Evelyn didn’t know what she was going to do. She’d lost touch with her family over the years, and she felt completely alone. Evelyn tried to breathe deeply. Her chest felt heavy, constricted. How had it come to this? A playground fall, a successful surgery to repair a bad break, except that it had opened the door for the deadliest bacteria anyone had ever heard of. The universe was hostile, cold, mean. Worse than that, really. It was totally indifferent.
A familiar face appeared on the television screen. It was one of the doctors from the hospital where Sarah was being treated. He was on television, being interviewed about something. Evelyn rose and found the volume control, turning it up so she could hear.
“This is the most virulent strain of bacteria any of us has ever seen,” the doctor said. “We’re taking all necessary precautions and then some, and we’re providing the finest care within modern medicine’s capacity to provide, but we’re still seeing mortality rates higher than Ebola.”

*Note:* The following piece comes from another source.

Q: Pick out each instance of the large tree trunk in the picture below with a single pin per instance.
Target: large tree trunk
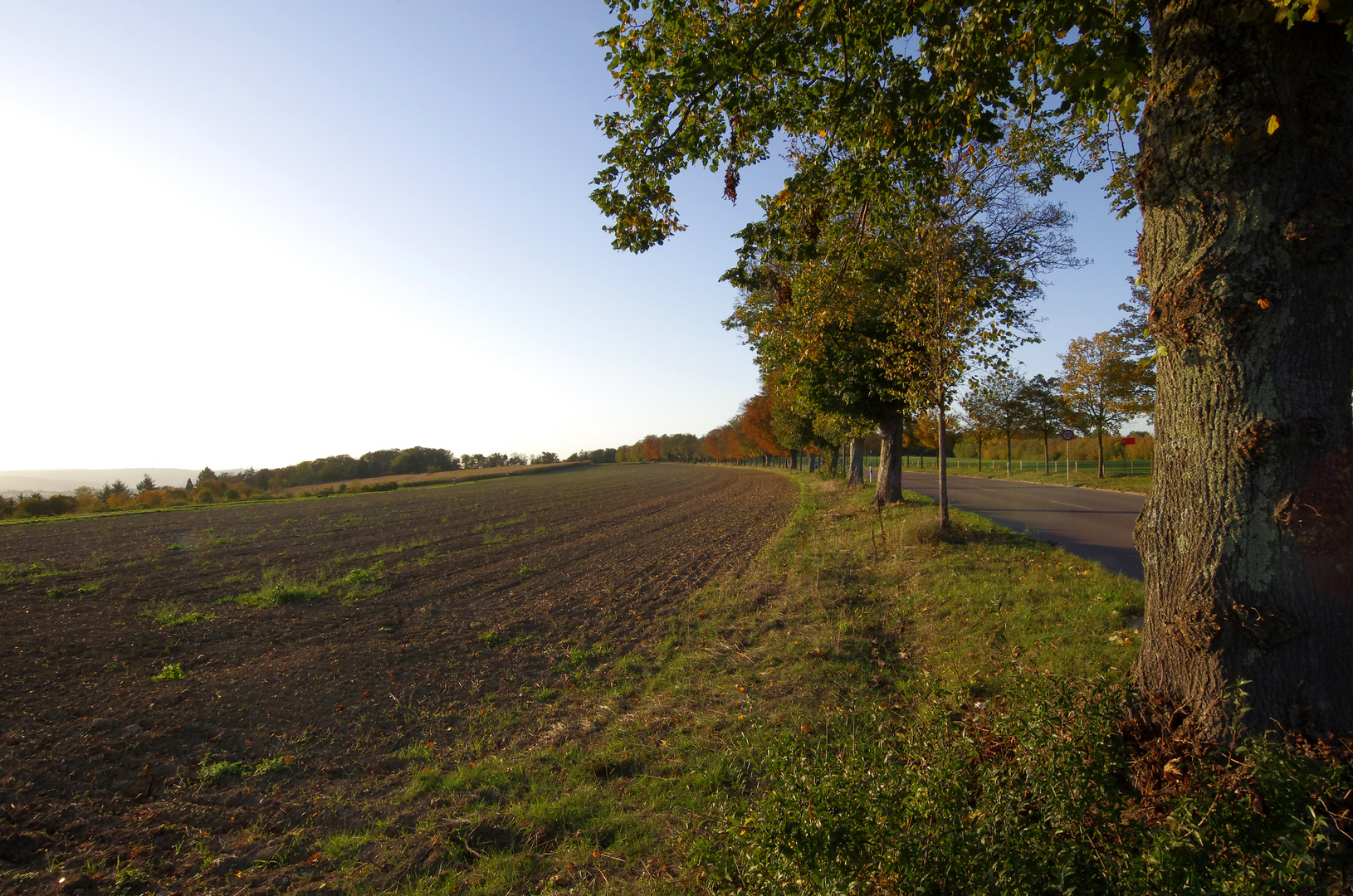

Tears welled in Evelyn’s eyes for the thousandth time. The horror of Sarah’s sudden and devastating illness was certainly real enough, but there was a definitiveness about the doctor’s mien, a certainty regarding the deadliness of
the disease, that suddenly made Evelyn sure that Sarah would never recover. Deadlier than Ebola.
The newscast flashed to another distinguished-looking man, standing in front of a large sign that read “Centers for Disease Control.” Dr. Fred Farnsworth, the caption read. He reassured the public in unconvincing tones that current developments involving medication-resistant bacteria were being investigated to the fullest extent of the CDC’s ability, and that while all appropriate precautions should certainly be taken, there was no cause for undue concern. While the disease was serious and deadly, the number of cases was small, and the likelihood of an outbreak was miniscule.
Evelyn recognized the language as that of a government official doing his best to convince people not to panic, that everything would be okay. Something inside her knew that the exact opposite was true.
“Ms. Paulson,” a familiar voice said. “Ms. Paulson, I need to speak with you.” It was Sarah’s internist. “This way, please.”
The doctor led Evelyn to a private room near the waiting area. Evelyn recognized the move to a more private setting as a precursor to more bad news.
“I’m afraid Sarah has taken a turn for the worse,” the doctor said.
Evelyn began to shake. “I haven’t been gone more than half an hour. How could she have taken a turn?”
“We’ve been by for an examination. Her vital signs indicate that she is deep in endotoxic shock.”
“She’s been deep in endotoxic shock for days,” Evelyn said.
The doctor nodded. “Unfortunately, the disease is progressing, and the bacteria continues to multiply inside her system. I’m afraid that Sarah is now in a coma. Her autonomic nervous system has been affected by the disease, and her life is now being completely sustained by the respiration equipment.”
Evelyn’s shoulders shook, and tears flowed freely down her face. Losing Sarah would be devastating in a way that Evelyn couldn’t recover from. She was sure of it. Since her husband’s passing, Sarah’s smile lit Evelyn’s days and lifted her spirits and helped her find her own strength. She didn’t know how she could possibly carry on without her daughter. Sarah had become her reason for living, for enduring the heartache and heartbreak that her life had become, and she couldn’t envision life without her little girl.